I like the point about Clone Chip being huge for the BaBW matchup. You're absolutely right that Archer was a key cog in the BaBW decks that were prevalent around that time, and Clone Chip takes Archer from being backbreaking to a tempo/econ hit. Archer was still good, just not amazing, and that could easily be why Kate's winrate vs BaBW climbed so steadily.
I also want to comment on the CT thing a bit more, since a few people on Reddit asked about it as well. I took a few minutes just now to change the Runner filtering to >= 40 cards and run all of the code again, just to triple check that excluding CT hadn't affected anything.
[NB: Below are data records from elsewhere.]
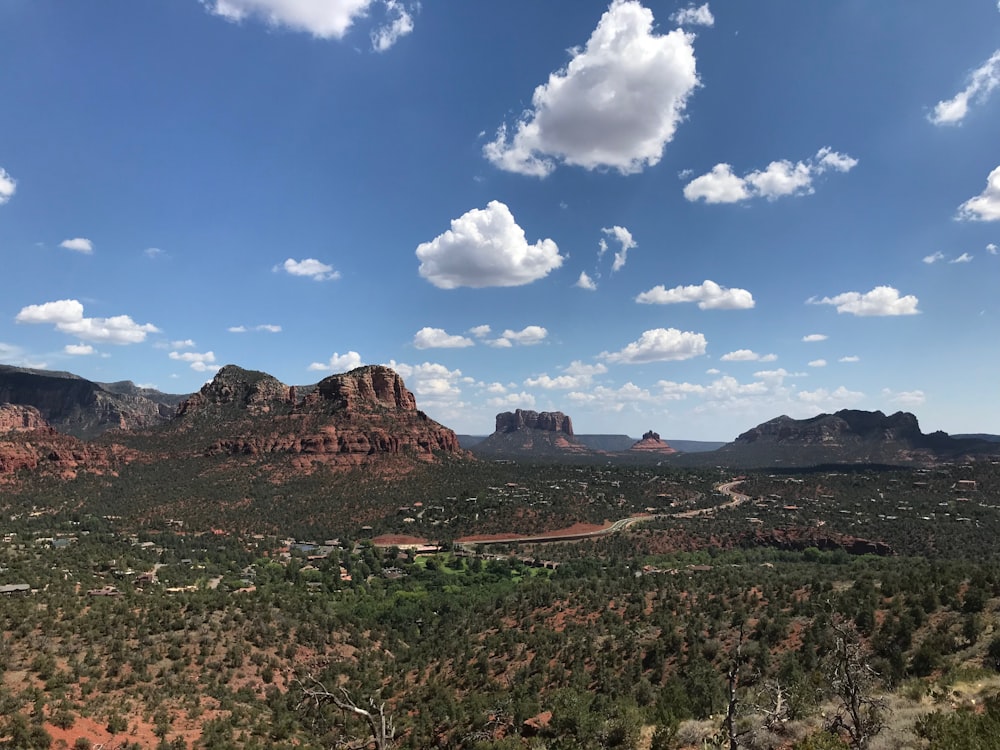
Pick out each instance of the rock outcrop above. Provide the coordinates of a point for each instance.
(651, 443)
(529, 435)
(28, 443)
(82, 408)
(345, 420)
(524, 419)
(18, 418)
(249, 390)
(847, 436)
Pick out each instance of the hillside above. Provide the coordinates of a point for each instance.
(83, 408)
(845, 437)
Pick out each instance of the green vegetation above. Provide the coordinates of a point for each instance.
(750, 625)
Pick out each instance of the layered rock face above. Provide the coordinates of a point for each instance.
(530, 434)
(256, 392)
(364, 389)
(846, 427)
(651, 443)
(847, 436)
(29, 443)
(83, 408)
(18, 418)
(523, 419)
(345, 420)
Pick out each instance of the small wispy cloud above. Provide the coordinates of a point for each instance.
(981, 82)
(78, 245)
(309, 268)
The player rating distribution was essentially unchanged (average 1429 vs 1428, stdev 148 vs 149). The distribution plot is virtually identical.
This implies that illegal decks are pretty uncommon -- i.e. that not a lot of people are running 40-card Andy or Kate decks on OCTGN. That's also useful information. (I later counted these games and found that in the 210k dataset there are 35 games played with 45-card IDs using decks that have 40-45 cards.)
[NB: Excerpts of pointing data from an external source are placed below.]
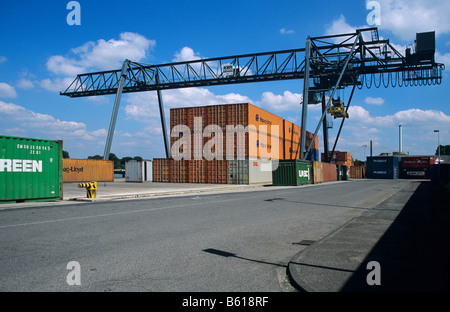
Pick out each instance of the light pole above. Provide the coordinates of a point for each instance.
(439, 153)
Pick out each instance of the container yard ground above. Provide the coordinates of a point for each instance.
(120, 189)
(407, 234)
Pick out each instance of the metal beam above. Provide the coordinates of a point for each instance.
(344, 69)
(112, 124)
(305, 99)
(325, 130)
(163, 121)
(343, 119)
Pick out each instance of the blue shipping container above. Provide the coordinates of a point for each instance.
(383, 167)
(443, 172)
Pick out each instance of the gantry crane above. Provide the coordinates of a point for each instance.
(326, 64)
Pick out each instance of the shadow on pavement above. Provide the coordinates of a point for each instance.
(414, 253)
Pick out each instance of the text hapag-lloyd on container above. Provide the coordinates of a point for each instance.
(20, 165)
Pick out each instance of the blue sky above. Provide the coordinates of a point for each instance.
(40, 54)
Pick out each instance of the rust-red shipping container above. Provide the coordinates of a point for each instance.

Given all of that, I'll simply use this new version of the dataset for Parts 2 and 3. It doesn't change anything and illegal decks weren't a problem anyway!
What follows are more details for the interested. Back when I initially looked at CT's matchup numbers and concluded she didn't have enough games to merit inclusion in the articles, I didn't bother saving any numbers for her, so I played around with the data a little bit to look at them.
Including CT in the data resulted in the skilled players set going up to 695 from 678 -- i.e. 2.4% of the skilled players were playing CT. But at least some of those players really like her, because the dataset of games played by the skilled players went form 71k to 81k games. I suspect (but haven't confirmed) that the huge outlier player I noticed who has played 2k+ games is -- or at least was -- a CT fan.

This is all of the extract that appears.